A recent Google search for “women in the workforce” provided me with Cosmopolitan’s “14 Best Jobs for Women,” which include the following: reputation manager (dubbed “the hot new PR job), physician’s assistant (I kid you not), personal trainer (for a “low stress” option) and interpreter (listed alongside the photo of a smiling, latte-holding European model). I could not believe what I was reading, and moments of silent jaw-dropping turned into sheer anger and frustration.

Granted, it is not the wisest idea to use Cosmo as any sort of parameter by which to live your life, but its audience does reach a whopping 14,609,000 women a year, meaning its content does have the power to shape our society in a pretty significant way.

It might surprise you to discover, that the most common job for American women today is a secretary, with 96.8% of all administrative assistant jobs held by females, according to a CNN report.This is the exact same as it was in 1950. 1950!!! In 1950, schools were segregated by race, and homosexuality was clinically diagnosed as a mental illness.

According to a recent survey published by the American Association of University Women (AAUW), white American women today make 77 cents for every dollar a man makes doing the same job. Furthermore, African American women make 64 cents and Latina & Hispanic women 54 cents to the dollar.

To further illustrate gender inequality in the workplace, a friend recently reminded me of the fairly typical question of, “What does your dad do?” Although it may seem like a simple icebreaker reserved for awkward first-dates or cocktail parties, the question exemplifies the way in which our brains subconsciously connect work and family identity with images of ironed suit-wearing (white) businessmen. What many people fail to realize, however, is that even in a world where we are taught at a young age that we can be “whatever we want” when we grow up, our society is structured in such a way that forces women to need to consistently prove themselves to the men in charge, and we want to be the exception to the existing patriarchal rule in a workforce dominated by guys. This same unfortunate system labels confident businesswomen as “bitchy” while their male counterparts are “assertive.”

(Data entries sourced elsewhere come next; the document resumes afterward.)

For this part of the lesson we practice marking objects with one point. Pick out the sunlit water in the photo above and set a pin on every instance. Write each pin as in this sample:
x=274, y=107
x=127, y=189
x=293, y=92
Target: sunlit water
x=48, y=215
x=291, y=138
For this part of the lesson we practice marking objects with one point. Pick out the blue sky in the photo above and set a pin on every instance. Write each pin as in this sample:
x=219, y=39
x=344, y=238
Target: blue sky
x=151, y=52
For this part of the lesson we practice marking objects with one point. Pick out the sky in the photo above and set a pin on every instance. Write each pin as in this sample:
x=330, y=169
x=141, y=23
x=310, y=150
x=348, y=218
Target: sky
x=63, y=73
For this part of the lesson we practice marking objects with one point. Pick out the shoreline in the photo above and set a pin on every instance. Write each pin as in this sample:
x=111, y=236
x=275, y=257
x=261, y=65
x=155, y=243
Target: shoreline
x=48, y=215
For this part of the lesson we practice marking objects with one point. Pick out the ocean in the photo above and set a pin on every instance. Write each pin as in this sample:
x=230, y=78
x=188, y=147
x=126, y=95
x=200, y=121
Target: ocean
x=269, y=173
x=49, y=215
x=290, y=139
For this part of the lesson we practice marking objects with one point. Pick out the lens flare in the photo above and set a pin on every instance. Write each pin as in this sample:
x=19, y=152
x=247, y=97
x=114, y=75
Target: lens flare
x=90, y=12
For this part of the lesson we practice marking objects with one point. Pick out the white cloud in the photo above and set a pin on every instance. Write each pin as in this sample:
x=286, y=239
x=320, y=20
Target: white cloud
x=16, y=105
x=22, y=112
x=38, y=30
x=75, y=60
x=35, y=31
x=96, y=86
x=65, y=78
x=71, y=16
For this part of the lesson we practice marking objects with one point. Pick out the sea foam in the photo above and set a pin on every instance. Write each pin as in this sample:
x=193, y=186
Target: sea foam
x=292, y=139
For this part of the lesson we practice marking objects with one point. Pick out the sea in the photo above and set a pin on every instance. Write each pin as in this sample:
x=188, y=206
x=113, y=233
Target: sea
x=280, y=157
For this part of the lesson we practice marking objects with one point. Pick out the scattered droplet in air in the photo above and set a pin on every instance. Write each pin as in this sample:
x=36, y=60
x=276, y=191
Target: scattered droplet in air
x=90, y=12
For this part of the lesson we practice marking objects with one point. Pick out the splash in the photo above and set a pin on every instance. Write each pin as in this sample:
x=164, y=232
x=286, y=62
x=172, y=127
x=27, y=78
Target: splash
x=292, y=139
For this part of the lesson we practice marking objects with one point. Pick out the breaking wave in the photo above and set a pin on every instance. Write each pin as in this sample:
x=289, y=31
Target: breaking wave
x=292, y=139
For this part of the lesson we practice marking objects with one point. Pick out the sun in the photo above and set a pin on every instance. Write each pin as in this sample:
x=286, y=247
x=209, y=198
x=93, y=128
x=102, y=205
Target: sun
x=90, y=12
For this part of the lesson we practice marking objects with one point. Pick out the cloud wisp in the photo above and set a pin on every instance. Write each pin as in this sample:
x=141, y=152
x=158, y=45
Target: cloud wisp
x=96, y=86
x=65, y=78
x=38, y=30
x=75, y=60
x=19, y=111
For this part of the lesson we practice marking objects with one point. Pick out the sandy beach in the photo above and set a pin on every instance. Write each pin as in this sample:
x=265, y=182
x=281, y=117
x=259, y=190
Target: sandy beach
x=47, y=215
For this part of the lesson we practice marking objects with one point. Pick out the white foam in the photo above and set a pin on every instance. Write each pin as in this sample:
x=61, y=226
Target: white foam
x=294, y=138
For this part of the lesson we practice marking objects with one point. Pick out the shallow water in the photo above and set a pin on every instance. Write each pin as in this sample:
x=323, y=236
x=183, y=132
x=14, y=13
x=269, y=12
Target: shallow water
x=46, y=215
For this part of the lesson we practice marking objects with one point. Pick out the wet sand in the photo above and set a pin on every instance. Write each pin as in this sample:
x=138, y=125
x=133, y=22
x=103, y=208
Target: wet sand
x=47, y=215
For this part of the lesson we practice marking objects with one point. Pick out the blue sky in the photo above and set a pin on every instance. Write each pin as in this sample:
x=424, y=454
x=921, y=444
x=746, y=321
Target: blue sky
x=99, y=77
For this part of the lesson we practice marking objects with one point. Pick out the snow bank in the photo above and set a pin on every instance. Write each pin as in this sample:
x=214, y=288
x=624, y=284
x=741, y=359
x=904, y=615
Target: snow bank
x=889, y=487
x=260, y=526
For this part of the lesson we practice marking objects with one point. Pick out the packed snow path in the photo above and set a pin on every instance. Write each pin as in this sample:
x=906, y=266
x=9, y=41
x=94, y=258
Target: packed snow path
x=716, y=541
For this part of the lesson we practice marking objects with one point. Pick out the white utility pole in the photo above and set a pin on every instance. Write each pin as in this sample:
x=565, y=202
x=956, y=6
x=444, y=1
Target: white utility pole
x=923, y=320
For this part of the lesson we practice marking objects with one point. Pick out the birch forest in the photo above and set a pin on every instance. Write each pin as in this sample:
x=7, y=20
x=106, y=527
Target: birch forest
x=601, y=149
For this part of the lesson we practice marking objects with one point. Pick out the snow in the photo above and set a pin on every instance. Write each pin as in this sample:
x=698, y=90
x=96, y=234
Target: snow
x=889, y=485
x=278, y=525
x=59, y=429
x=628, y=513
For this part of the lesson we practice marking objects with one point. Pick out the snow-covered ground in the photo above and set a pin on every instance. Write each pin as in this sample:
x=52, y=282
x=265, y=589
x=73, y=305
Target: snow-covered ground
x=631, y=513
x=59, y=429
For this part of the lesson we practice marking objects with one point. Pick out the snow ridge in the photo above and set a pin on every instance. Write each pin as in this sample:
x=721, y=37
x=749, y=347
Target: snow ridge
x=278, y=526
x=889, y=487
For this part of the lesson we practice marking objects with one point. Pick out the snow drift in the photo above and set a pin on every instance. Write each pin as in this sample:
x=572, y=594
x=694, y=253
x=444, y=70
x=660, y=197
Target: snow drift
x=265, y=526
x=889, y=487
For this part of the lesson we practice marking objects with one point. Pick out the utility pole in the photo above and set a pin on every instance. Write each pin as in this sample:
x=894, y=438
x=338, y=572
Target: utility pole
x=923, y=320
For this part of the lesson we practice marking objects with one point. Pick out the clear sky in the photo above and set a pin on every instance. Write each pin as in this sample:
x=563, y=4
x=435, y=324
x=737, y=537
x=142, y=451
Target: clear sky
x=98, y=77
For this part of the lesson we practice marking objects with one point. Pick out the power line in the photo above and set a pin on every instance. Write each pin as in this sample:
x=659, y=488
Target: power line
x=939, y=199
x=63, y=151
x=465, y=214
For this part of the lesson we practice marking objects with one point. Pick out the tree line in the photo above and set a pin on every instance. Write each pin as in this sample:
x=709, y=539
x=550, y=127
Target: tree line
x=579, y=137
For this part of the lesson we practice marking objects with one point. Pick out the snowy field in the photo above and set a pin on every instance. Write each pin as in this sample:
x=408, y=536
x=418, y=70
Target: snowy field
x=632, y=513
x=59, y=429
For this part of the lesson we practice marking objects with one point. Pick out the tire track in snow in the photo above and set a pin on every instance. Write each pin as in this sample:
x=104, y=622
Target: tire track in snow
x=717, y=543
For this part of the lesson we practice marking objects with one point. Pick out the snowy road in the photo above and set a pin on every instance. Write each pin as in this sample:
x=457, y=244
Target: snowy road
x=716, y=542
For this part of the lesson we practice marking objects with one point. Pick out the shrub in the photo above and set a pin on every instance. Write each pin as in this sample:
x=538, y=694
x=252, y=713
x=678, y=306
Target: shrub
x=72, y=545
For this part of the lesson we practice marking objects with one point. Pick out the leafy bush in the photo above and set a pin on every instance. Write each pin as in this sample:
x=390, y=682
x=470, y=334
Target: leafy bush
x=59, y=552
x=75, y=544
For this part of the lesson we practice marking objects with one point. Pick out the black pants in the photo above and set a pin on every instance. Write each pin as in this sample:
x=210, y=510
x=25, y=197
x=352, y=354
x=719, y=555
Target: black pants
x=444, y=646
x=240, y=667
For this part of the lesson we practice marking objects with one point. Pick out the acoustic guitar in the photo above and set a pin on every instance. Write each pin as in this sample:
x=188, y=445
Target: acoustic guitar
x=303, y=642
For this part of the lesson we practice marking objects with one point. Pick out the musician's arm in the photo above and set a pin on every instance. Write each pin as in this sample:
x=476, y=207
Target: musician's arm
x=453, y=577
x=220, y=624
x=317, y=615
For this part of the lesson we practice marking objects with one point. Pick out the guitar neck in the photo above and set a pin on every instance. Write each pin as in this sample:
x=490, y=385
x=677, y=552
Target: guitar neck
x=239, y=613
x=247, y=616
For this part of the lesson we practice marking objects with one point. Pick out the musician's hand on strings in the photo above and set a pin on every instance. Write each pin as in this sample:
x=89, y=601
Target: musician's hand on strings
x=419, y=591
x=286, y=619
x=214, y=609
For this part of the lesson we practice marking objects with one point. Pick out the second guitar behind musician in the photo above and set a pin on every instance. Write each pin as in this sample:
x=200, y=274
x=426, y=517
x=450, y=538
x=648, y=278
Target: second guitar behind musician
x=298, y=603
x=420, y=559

When discussing feminism and the empowerment of women in the workforce, an argument is often made in which a woman refuses to call herself a feminist because she genuinely enjoys domestic work, has a passion for raising children and/or prefers living a more passive lifestyle. The major flaw in this argument is that by definition, feminism inherently supports each woman and her right to determine her future, whether it is as CEO of Microsoft or as the proud mother of three baby girls.

Throughout my life, I have had an array of aspiring occupations, beginning with “Pablo Picasso” at the age of seven and continuing on to my current aims of becoming a social justice activist/Netflix connoisseur/documentary photographer. I have been fortunate enough to have never once doubted myself, my intelligence or my future based solely on my gender. However, for thousands of young girls, I can assure you that this is not the case.

The girls who liked Tonka trucks, Legos or model planes for more than just a “tomboy phase,” face obstacles and barriers resulting from playground teasing that leads to extreme lacks of self-confidence in their adult lives.

As educated young women, we need to encourage our sisters and friends to pursue their passions and disassociate career from gender. It is very possible to redefine the workplace into one of equality, through education, encouragement and persistence, because each of us is worth the extra 23 cents.